(One wonders if this 'czar' will be any more effective than other 'czars' in
the US government.......rf)

Lawmakers OK anti-piracy czar
Federal program part of $388 billion omnibus bill
Hollywood Reporter
Updated: 8:00 p.m. ET Nov. 23, 2004
http://msnbc.msn.com/id/6567896/

Buried inside the massive $388 billion spending bill Congress approved last
weekend is a program that creates a federal copyright enforcement czar.

Under the program, the president can appoint a copyright law enforcement
officer whose job is to coordinate law enforcement efforts aimed at stopping
international copyright infringement and to oversee a federal umbrella
agency responsible for administering intellectual property law.
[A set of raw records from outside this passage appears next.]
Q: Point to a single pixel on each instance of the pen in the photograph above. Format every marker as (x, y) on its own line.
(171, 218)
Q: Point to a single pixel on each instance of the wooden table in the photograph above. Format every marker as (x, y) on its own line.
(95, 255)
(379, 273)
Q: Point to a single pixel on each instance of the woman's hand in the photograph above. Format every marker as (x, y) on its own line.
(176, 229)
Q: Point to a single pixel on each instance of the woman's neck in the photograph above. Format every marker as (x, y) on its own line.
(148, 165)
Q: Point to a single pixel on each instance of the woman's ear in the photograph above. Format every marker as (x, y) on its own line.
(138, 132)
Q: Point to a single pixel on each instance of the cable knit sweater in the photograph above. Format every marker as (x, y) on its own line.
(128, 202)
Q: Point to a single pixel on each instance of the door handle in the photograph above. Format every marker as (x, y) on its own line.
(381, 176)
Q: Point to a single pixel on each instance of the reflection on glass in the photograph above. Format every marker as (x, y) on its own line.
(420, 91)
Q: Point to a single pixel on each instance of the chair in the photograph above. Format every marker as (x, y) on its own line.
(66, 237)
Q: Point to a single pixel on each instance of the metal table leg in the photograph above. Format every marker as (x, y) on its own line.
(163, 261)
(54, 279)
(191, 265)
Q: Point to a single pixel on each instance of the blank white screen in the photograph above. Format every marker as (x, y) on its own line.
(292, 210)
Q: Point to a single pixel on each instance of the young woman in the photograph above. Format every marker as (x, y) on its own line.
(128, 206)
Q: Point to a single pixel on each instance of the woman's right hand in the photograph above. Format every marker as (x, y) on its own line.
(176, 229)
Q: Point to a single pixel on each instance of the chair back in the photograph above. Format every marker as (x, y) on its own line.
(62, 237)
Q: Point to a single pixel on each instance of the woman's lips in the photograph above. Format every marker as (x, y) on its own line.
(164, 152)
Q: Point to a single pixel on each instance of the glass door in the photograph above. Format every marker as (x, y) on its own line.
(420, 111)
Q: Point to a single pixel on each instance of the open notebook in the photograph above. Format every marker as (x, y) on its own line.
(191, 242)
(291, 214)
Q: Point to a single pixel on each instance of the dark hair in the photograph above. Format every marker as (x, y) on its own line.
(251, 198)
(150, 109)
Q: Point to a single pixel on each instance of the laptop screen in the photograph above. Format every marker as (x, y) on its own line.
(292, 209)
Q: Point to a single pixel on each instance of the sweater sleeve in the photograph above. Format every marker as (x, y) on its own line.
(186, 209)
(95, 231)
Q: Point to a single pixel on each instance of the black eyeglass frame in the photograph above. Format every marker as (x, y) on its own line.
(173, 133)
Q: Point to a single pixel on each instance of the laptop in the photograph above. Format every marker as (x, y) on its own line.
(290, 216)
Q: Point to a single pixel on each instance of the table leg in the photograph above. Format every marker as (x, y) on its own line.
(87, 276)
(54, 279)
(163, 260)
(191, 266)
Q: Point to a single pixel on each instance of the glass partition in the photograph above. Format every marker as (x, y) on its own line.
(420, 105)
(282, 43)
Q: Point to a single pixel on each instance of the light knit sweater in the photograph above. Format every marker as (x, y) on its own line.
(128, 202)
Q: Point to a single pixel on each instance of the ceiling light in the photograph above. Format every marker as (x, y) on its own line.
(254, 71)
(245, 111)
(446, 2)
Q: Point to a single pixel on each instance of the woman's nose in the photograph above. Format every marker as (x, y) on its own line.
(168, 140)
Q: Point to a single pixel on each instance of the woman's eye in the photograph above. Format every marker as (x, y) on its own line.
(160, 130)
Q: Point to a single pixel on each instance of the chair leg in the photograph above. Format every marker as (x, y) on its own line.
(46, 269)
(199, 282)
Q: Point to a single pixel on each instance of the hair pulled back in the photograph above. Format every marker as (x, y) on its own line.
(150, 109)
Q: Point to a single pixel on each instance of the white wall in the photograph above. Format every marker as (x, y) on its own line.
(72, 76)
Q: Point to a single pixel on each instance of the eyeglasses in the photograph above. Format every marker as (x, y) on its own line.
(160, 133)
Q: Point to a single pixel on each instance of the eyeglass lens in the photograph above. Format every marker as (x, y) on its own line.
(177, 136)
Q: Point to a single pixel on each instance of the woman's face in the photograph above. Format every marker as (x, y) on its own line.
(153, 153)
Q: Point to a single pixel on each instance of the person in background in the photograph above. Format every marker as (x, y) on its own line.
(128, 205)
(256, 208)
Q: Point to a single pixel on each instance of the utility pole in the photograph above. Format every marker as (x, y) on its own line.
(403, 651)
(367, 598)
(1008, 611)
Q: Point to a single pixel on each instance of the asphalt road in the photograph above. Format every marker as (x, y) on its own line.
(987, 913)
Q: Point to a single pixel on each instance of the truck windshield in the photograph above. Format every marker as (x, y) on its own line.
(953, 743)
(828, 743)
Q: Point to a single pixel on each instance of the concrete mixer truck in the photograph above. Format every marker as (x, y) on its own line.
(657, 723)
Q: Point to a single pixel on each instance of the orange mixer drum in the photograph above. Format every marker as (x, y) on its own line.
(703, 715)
Intellectual property law enforcement is divided among a range of agencies
including the Library of Congress, the Justice and State departments and the
U.S. Trade Representative.

It is hoped that designating a single overseer to coordinate copyright law
enforcement will put some cohesion into the federal effort, said one Senate
Appropriations Committee aide.

"You need a head. You need someone who has to answer," the aide said. "If
staffed out and funded by a number of different agencies, it never does
anything. Agencies don't want to give up good people. When you don't have an
agency responsible, their attitude gets to be, 'I don't have to do anything
about it."'

Council funded for the first time

The legislation, part of the bill funding Justice Department operations,
also for the first time funds the National Intellectual Property Law
Enforcement Coordination Council (NIPLAC).

NIPLAC is charged with establishing policies, objectives and priorities
designed to protect American intellectual property overseas and to
coordinate and oversee implementation of intellectual property law
enforcement throughout the government. While NIPLAC has been around since
the early 1990s, it has never done anything, and appropriators hope that
giving the organization $2 million and a new charter will make the office
effective.

"This is an effort to get some air under the wings of that interagency
effort," the aide said. "NIPLAC is a good idea, but it hadn't taken off. You
really couldn't point to anything they'd ever done."

Congressional aides say Sen. Judd Gregg, R-N.H., chairman of the Senate
subcommittee that doles out funding for the Commerce, Justice and State
departments, and Sen. Ted Stevens, R-Alaska, chairman of the full Senate
Appropriations Committee, took a personal interest in ensuring that NIPLAC
was kept in the omnibus spending bill.

But their ambitions for a more robustly funded program were scaled back.
Originally the subcommittee had designated $20 million for the program, but
fiscal reality forced lawmakers to agree to one-tenth of that.